Desta forma, a matéria precisa novamente ser votada pelos senadores, que darão a redação final do texto.

A mudança aprovada é uma emenda de autoria do relator  Pedro Paulo (DEM-RJ) que  excluiu mais categorias do congelamento de salários: profissionais de limpeza pública, assistentes sociais, guardas municipais e servidores federais de saúde e segurança.

O deputado afirmou inicialmente que, como se trata de uma mudança de redação, a ação não traria de volta o texto ao Senado, mas o consenso na Casa Legislativa é que será necessária uma nova votação.

Também foi aprovado um destaque do PT que retirou professores do congelamento de salários e outro do PDT que suspendeu o prazo de convocação de concursados enquanto durar o período de calamidade pública.

O Senado já havia excluído profissionais de saúde e segurança pública e as Forças Armadas do congelamento.

Outro destaque  aprovado pelos deputados foi do partido Novo que retirou a palavra “taxa” do seguinte trecho do projeto que estabelece critérios de divisão dos recursos:

“40% (quarenta por cento) conforme a taxa de incidência divulgada pelo Ministério da Saúde na data de publicação desta Lei Complementar, para o primeiro mês, e no quinto dia útil de cada um dos 3 (três) meses subsequentes”.

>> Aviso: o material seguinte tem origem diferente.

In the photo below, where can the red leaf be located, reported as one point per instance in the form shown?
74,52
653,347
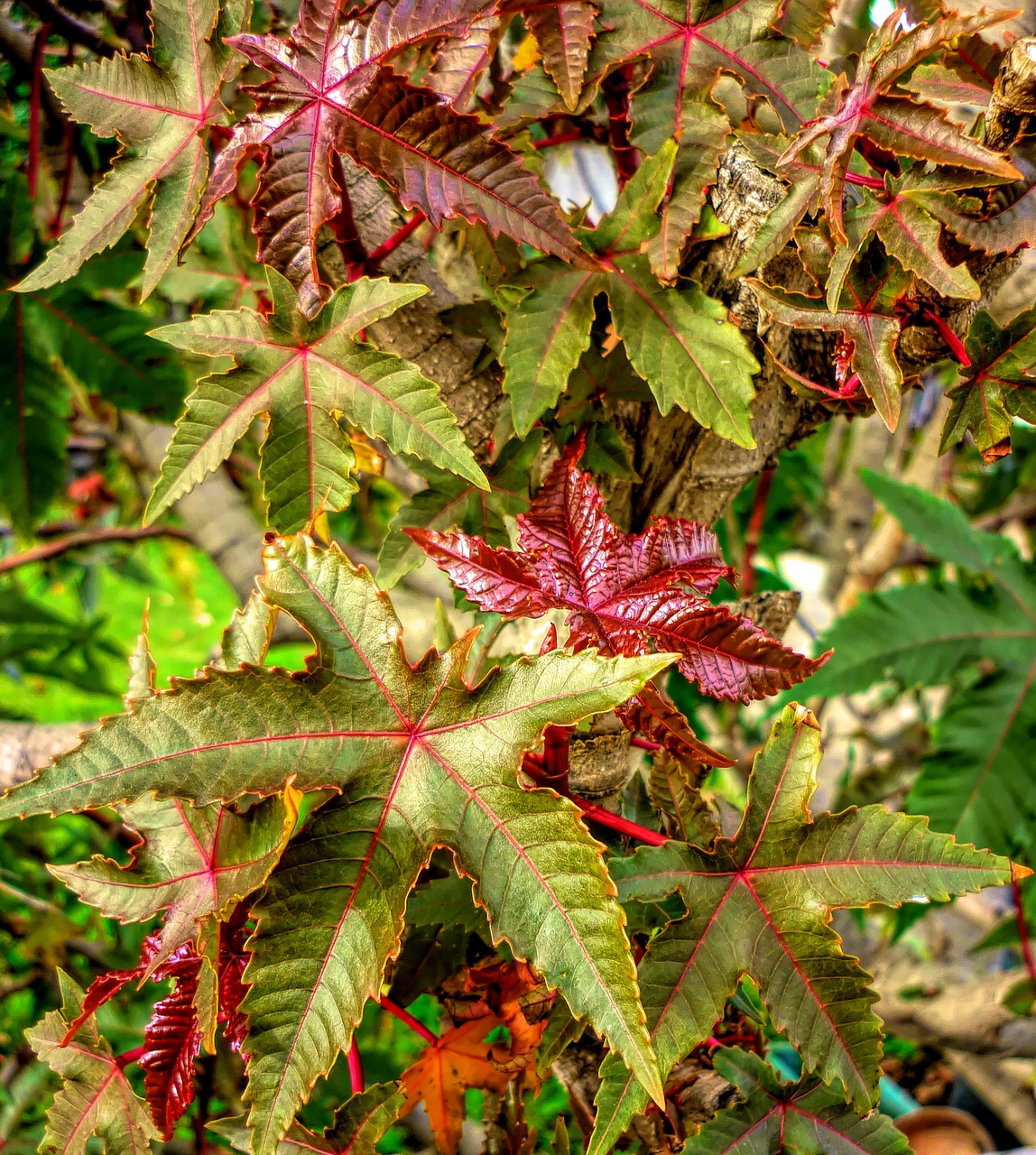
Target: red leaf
172,1040
231,966
331,93
624,593
102,989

Dessa forma, é considerada a incidência dos casos de coronavírus sem levar em conta a população. O critério anterior que levava em conta o número de habitantes beneficiava estados pouco populosos, como é o caso do Amapá, estado do presidente do Senado e relator da matéria na Casa, Davi Alcolumbre (DEM-AP).

Embora considerassem insuficiente o novo texto elaborado pelos senadores, para acelerar a sanção presidencial, o relator da proposta, deputado Pedro Paulo, e o presidente da Câmara, Rodrigo Maia (DEM-RJ), anunciaram na segunda-feira (4) que a intenção era não modificar o texto do Senado, o que acabou não acontecendo.

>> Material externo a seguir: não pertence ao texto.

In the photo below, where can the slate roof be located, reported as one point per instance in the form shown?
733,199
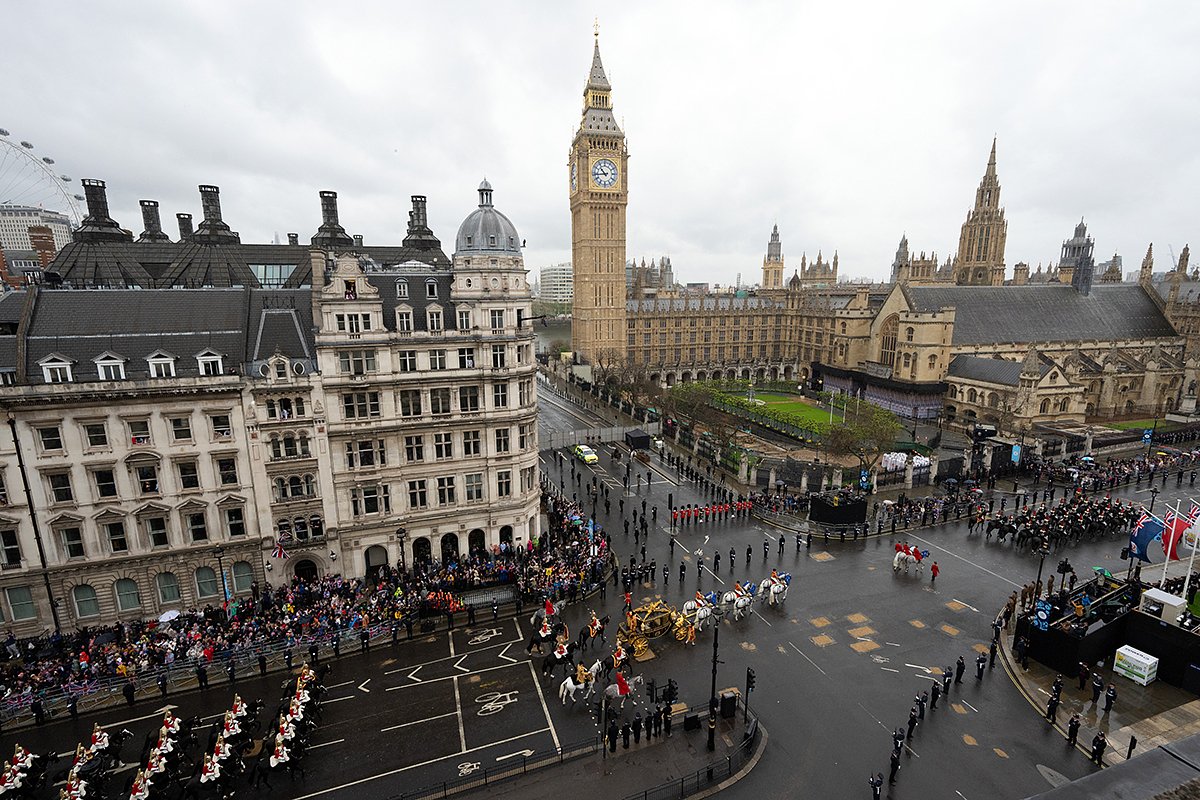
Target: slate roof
990,371
1045,313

No entanto, a manutenção da maior parte da versão dos senadores foi  uma vitória para o governo, que não aceitava a proposta inicialmente aprovada pelos deputados.

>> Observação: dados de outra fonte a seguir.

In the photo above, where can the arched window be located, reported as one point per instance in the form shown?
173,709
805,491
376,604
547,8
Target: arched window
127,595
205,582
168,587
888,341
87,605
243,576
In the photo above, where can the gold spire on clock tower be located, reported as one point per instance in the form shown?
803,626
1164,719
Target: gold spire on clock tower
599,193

“A nossa divergência com o Senado foi na forma de distribuição de recursos. Isso claro que gera alguns conflitos, principalmente com os estados do Sul do Brasil e com as cidades acima de 200 mil habitantes, até porque são elas que concentram o maior volume de UTIs, da administração de UTIs, junto com estados brasileiros. Não é porque existem conflitos e divergências  que vamos mudar o principal objetivo que é atender a estados e municípios”, disse Maia mais cedo nesta terça durante a sessão. (Fonte: Congresso em Foco)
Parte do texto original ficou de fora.